## Data Preparation and Word Embeddings
#### Hannes Kindbom

In [21]:
import numpy as np
import pandas as pd
from gensim.models import FastText
from gensim.models.doc2vec import Doc2Vec, TaggedDocument
from gensim.test.utils import get_tmpfile, common_texts
import nltk
from sklearn import svm
from sklearn.feature_extraction.text import CountVectorizer
from sklearn.model_selection import train_test_split
from sklearn.metrics import confusion_matrix
from sklearn.metrics import classification_report

In [81]:
#Source: https://www.kaggle.com/crowdflower/twitter-airline-sentiment
df_tweets = pd.read_csv("Dataset/twitter-airline-sentiment/Tweets.csv")

### Clean Data

In [82]:
#Shuffle rows
#df_tweets = df_tweets.sample(frac=1, random_state=1).reset_index(drop=True)

# Remove Tags
df_tweets["text"] = df_tweets['text'].str.replace('((@|#)\w+)','') 

# Remove punctuation 
df_tweets["text"] = df_tweets['text'].str.replace('[^\w\s]','') 

# Remove numbers
df_tweets["text"] = df_tweets['text'].str.replace('[^\D]','') 

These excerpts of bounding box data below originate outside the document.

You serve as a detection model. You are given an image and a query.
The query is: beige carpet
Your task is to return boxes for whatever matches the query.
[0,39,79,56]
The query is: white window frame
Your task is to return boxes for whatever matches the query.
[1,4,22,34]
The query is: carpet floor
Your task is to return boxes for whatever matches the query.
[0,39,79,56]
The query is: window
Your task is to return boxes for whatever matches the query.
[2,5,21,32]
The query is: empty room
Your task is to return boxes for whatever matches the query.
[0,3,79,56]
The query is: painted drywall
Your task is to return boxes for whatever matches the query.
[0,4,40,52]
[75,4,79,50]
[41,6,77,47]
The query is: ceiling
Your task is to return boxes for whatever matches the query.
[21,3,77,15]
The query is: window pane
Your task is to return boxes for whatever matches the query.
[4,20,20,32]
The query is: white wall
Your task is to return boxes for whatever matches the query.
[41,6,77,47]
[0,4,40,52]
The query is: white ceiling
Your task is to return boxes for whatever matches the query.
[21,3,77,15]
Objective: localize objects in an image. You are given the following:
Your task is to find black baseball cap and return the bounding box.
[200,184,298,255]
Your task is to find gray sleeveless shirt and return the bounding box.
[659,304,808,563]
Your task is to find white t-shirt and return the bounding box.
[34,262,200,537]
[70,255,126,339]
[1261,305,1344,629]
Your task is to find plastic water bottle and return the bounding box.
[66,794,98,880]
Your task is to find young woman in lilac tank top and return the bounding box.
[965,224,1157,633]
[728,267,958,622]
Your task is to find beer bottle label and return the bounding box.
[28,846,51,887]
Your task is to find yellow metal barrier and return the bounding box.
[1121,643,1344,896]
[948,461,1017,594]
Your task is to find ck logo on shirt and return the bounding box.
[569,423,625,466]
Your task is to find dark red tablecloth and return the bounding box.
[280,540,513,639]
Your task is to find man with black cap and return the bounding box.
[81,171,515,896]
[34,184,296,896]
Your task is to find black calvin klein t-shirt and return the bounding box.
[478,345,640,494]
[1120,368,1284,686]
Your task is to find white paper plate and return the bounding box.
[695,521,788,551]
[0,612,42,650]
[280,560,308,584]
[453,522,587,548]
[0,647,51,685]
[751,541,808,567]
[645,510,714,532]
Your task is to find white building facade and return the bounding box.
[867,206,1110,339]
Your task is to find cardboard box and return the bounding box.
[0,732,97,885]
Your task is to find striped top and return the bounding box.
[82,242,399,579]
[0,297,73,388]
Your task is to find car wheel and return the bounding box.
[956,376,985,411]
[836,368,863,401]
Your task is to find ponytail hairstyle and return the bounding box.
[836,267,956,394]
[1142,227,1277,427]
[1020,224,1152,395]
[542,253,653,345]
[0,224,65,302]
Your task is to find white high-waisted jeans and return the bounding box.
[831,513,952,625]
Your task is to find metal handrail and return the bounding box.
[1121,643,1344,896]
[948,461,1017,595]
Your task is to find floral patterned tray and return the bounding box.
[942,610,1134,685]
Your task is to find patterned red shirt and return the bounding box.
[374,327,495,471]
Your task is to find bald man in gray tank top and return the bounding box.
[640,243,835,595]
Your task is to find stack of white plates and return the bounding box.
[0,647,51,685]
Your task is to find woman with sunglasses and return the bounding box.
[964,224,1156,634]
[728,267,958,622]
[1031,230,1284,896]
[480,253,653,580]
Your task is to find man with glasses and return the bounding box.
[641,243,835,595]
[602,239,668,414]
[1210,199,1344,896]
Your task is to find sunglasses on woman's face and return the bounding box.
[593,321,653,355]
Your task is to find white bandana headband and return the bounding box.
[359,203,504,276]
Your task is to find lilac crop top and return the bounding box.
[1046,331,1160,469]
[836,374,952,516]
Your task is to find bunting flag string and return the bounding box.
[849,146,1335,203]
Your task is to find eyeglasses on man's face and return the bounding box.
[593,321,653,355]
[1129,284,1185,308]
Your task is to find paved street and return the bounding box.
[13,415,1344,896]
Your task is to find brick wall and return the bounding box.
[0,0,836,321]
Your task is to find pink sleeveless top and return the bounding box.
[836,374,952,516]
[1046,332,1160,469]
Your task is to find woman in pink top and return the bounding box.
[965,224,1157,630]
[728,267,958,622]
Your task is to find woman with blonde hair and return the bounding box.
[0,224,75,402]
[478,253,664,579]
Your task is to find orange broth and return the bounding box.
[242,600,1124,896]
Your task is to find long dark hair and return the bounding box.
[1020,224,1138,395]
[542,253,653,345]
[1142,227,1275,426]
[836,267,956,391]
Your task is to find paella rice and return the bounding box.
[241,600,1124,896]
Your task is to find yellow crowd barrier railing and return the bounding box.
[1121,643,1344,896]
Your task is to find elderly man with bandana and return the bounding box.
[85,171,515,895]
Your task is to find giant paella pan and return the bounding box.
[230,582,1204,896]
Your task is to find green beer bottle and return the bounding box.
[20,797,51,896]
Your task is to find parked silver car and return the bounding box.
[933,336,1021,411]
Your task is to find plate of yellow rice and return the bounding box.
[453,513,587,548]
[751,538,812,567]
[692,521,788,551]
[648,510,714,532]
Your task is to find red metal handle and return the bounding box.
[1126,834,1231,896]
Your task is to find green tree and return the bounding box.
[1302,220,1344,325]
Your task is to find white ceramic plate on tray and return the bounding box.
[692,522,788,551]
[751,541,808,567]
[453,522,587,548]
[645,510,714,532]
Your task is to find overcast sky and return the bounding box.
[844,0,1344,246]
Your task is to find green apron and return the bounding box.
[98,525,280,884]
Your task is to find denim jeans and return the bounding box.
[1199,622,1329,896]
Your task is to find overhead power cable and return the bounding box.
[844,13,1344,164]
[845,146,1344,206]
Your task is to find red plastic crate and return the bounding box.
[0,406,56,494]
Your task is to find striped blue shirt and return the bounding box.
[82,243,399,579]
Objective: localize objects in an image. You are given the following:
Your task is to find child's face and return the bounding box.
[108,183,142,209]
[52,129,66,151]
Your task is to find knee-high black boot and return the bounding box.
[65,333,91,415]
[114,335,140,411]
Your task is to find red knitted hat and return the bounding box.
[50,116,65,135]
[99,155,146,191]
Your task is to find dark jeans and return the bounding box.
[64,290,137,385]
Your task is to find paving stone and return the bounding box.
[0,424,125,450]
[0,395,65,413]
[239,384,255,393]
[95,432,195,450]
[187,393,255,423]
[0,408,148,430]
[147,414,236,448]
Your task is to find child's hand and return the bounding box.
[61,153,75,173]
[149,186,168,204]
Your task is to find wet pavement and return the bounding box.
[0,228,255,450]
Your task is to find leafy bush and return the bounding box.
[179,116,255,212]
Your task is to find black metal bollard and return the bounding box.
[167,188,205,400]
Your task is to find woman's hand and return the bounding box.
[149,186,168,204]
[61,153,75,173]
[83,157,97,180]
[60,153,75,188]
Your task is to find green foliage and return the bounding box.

# Add categorical number column
df_tweets.airline_sentiment = pd.Categorical(df_tweets.airline_sentiment)
df_tweets['category'] = df_tweets.airline_sentiment.cat.codes

df_tweets.head()

Unnamed: 0,tweet_id,airline_sentiment,airline_sentiment_confidence,negativereason,negativereason_confidence,airline,airline_sentiment_gold,name,negativereason_gold,retweet_count,text,tweet_coord,tweet_created,tweet_location,user_timezone,category
0,570306133677760513,neutral,1.0,,,Virgin America,,cairdin,,0,What said,,2015-02-24 11:35:52 -0800,,Eastern Time (US & Canada),1
1,570301130888122368,positive,0.3486,,0.0,Virgin America,,jnardino,,0,plus youve added commercials to the experienc...,,2015-02-24 11:15:59 -0800,,Pacific Time (US & Canada),2
2,570301083672813571,neutral,0.6837,,,Virgin America,,yvonnalynn,,0,I didnt today Must mean I need to take anothe...,,2015-02-24 11:15:48 -0800,Lets Play,Central Time (US & Canada),1
3,570301031407624196,negative,1.0,Bad Flight,0.7033,Virgin America,,jnardino,,0,its really aggressive to blast obnoxious ente...,,2015-02-24 11:15:36 -0800,,Pacific Time (US & Canada),0
4,570300817074462722,negative,1.0,Can't Tell,1.0,Virgin America,,jnardino,,0,and its a really big bad thing about it,,2015-02-24 11:14:45 -0800,,Pacific Time (US & Canada),0


### Tokenize data

In [83]:
all_tweets = sum([[nltk.word_tokenize(tok_tweet) for tok_tweet in nltk.sent_tokenize(tweet)] for tweet in df_tweets.text.str.lower()], [])

In [84]:
df_tweets.airline_sentiment.value_counts()

negative    9178
neutral     3099
positive    2363
Name: airline_sentiment, dtype: int64

### Create Bag of Words

In [85]:
def BoW(ngram_range, min_df, x_all, x_train, x_test):
    # create a count vectorizer object (BOW-object), min_df removes infrequent words
    count_vect = CountVectorizer(analyzer='word',token_pattern=r'\w{1,}',min_df=min_df, ngram_range=ngram_range)
    count_vect.fit(x_all)
    # transform the training and test data using count vectorizer object
    xtrain_count =  count_vect.transform(x_train)
    xtest_count =  count_vect.transform(x_test)
    return xtrain_count, xtest_count

### Create Document Embeddings

In [6]:
documents = [TaggedDocument(doc, [i]) for i, doc in enumerate(all_tweets)]
doc_model = Doc2Vec(documents, vector_size=100, epochs=40, window=8, min_count=3, workers=12)

In [255]:
doc_model.save(get_tmpfile("tweets_doc2vec_model"))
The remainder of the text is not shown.